One thing’s for sure: With Indiana finally facing a real must-win situation at 8 p.m. today at Bankers Life Fieldhouse, we’re about to find out which side is correct.

You don’t truly play a must-win game in the playoffs until you are facing elimination with a loss. The Pacers face that prospect tonight.

They face it mere days after owning a commanding 2-1 lead gained when they throttled the Heat 94-75 in Game 3 in Indy. Since then, NBA MVP LeBron James and fellow superstar Dwyane Wade have found themselves and have put Miami back in the driver’s seat by combining for 70 and 58 points in Games 4 and 5, respectively.

By comparison, Pacers big men Roy Hibbert and David West — easily a matchup strength on paper for Indiana in this series since Miami’s Chris Bosh when down in Game 1 with an abdominal strain, have combined for 36 points in the same pair of games. It’s rather inexplicable how the two have come up so small other than West’s missing five straight shots to open Game 5 when he was guarded by smaller Shane Battier.

Scoring down low has to be a point of emphasis if the Pacers are to extend this series to a decisive Game 7 on Saturday, especially with Danny Granger limited by a sprained ankle he sustained Tuesday. Coach Frank Vogel plans to play Granger like normal tonight, per Conrad Brunner, but how effective can he be? Granger has struggled to contain James on the defensive end even when fully healthy, and if the ankle starts to bug him again, chances are good he will miss more minutes than planned and thus be unable to give the Pacers his usual scoring number. That puts an added onus on Vogel and the Pacers to feed the ball inside to Hibbert and West and for those two to score. The absence of Udonis Haslem, who was suspended for his Game 5 flagrant foul on Tyler Hansbrough, leaves even fewer excuses.

They can’t be soft as team president Larry Bird described them Tuesday after the blowout loss.

There really can’t be too much disappointment among Pacers fans if the team loses tonight or Saturday in Game 7. Just containing either James or Wade alone is daunting; the Pacers must contain both, and while they were able to earlier in this series, it’s proving increasingly more difficult. In addition, the Pacers jumped from 37-46 and the eighth seed in the East last year to 42-24 and the third seed this year. Really, the only thing that would be a slight disappointment in Indiana losing this series would be the fact that the Pacers had such a monumental matchup advantage with Bosh out.
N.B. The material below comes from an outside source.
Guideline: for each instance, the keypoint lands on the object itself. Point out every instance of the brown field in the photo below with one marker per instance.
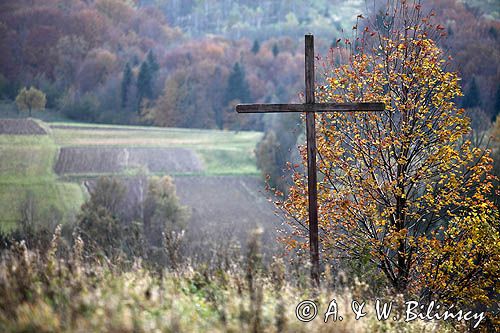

There will be questions about the future of this Pacers team as constructed — will this core (and Paul George individually) eventually develop into championship-caliber material, or will the Pacers become the new Atlanta Hawks, who have been stuck in neutral since they similarly rose to the top half of the East three years ago? Will Indiana have to deal Danny Granger in order to make room for another young star like Indianapolis native Eric Gordon? Can the Pacers re-sign Roy Hibbert? Will Brian Shaw remain on the coaching staff or accept a head coaching position?

I’m sure the team would rather play more basketball than begin to address all those questions after tonight.